On November 16, AstraZeneca announced that the U.S. Food and Drug Administration (FDA) has approved Truqap (capivasertib) in combination with Faslodex (fulvestrant) for the treatment of adult patients with hormone receptor (HR)-positive, human epidermal growth factor receptor 2 (HER2)-negative locally advanced or metastatic breast cancer with one or more PIK3CA/AKT1/PTEN mutations, as detected by an FDA-approved test. Patients must have progressed following at least one endocrine-based regimen in the metastatic setting, or relapsed within 12 months of completing adjuvant therapy.
Of note, fasting plasma glucose and HbA1c should be assessed prior to initiation of treatment.
Concurrently with the approval, the FDA also approved the FoundationOne CDx assay as a companion diagnostic to detect these relevant alterations (PIK3CA, AKT1, and PTEN).
Truqap is an oral, selective, ATP-competitive inhibitor that suppresses all three isoforms of the serine/threonine kinase AKT (AKT 1/2/3). The agent is designed to act by targeting AKT1 mutations, which drive tumor growth and proliferation. According to the pharmaceutical company, the drug is expected to be launched in mid-December 2023.
The FDA approval of Truqap was based on data from the Phase 3 CAPItello-291 trial (ClinicalTrials.gov Identifier: NCT04305496), which evaluated the efficacy of capivasertib plus fulvestrant (an estrogen receptor antagonist) versus placebo plus fulvestrant in 708 patients with locally advanced (unresectable) or metastatic HR+/HER2− breast cancer, including 289 patients whose tumors harbored PIK3CA/AKT1/PTEN mutations.
Study participants were randomized to receive capivasertib plus fulvestrant (n = 355) or placebo plus fulvestrant (n = 353). The primary efficacy outcome measure was progression-free survival (PFS) in the overall trial population and in the subgroup of patients with tumors harboring PIK3CA/AKT1/PTEN alterations (155 in the capivasertib arm and 134 in the placebo arm).
Results showed that among patients with PIK3CA/AKT1/PTEN-mutated tumors, median PFS was 7.3 months (95% CI, 5.5–9.0) in the capivasertib plus fulvestrant arm, compared with 3.1 months (95% CI, 2.0–3.7) in the placebo plus fulvestrant arm (hazard ratio [HR], 0.50; 95% CI, 0.38–0.65; P < .0001).
In an exploratory analysis of PFS among 313 patients with tumors without PIK3CA/AKT1/PTEN alterations, the HR was 0.79 (95% CI, 0.61–1.02), indicating that the difference in the overall population was driven by outcomes observed in patients with tumors harboring these genomic alterations.

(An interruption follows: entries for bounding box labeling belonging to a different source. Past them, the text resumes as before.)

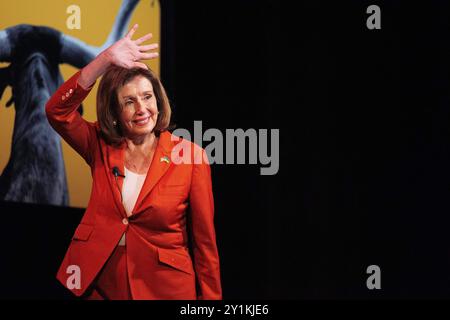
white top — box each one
[119,167,147,246]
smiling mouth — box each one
[133,117,150,126]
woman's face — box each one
[117,76,158,139]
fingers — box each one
[139,52,159,60]
[134,62,148,70]
[125,23,138,39]
[139,43,158,52]
[135,33,153,45]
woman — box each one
[46,25,222,299]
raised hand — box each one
[104,24,158,69]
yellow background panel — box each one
[0,0,160,207]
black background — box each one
[0,0,450,299]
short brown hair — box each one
[97,65,173,146]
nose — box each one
[135,98,145,114]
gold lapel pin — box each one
[159,156,170,163]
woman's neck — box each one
[125,132,157,153]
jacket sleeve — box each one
[190,148,222,300]
[45,70,97,165]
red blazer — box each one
[46,71,222,299]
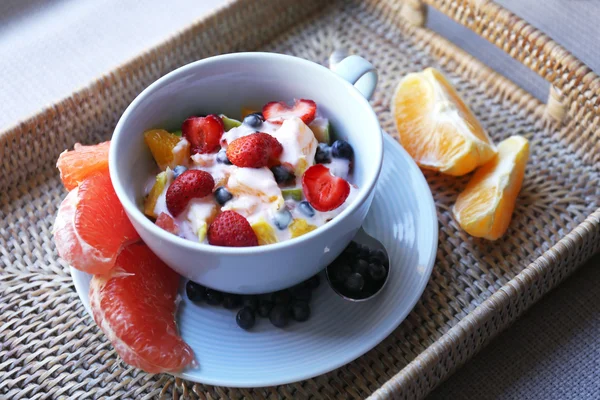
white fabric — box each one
[0,0,228,131]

Regarding safety, the most common adverse reactions reported in the trial were diarrhea, cutaneous adverse reactions, increased random glucose, lymphopenia, decreased hemoglobin, increased fasting glucose, nausea, fatigue, leukopenia, increased triglycerides, neutropenia, increased creatinine, vomiting, and stomatitis.
Regulatory applications for the combination of Truqap and fulvestrant are currently under review in China, the European Union, Japan, and several other countries.
Beyond HR-positive breast cancer, AstraZeneca stated that the Phase 3 CAPItello-290 trial is investigating Truqap as a first-line treatment for triple-negative breast cancer, with results expected in the first half of 2024.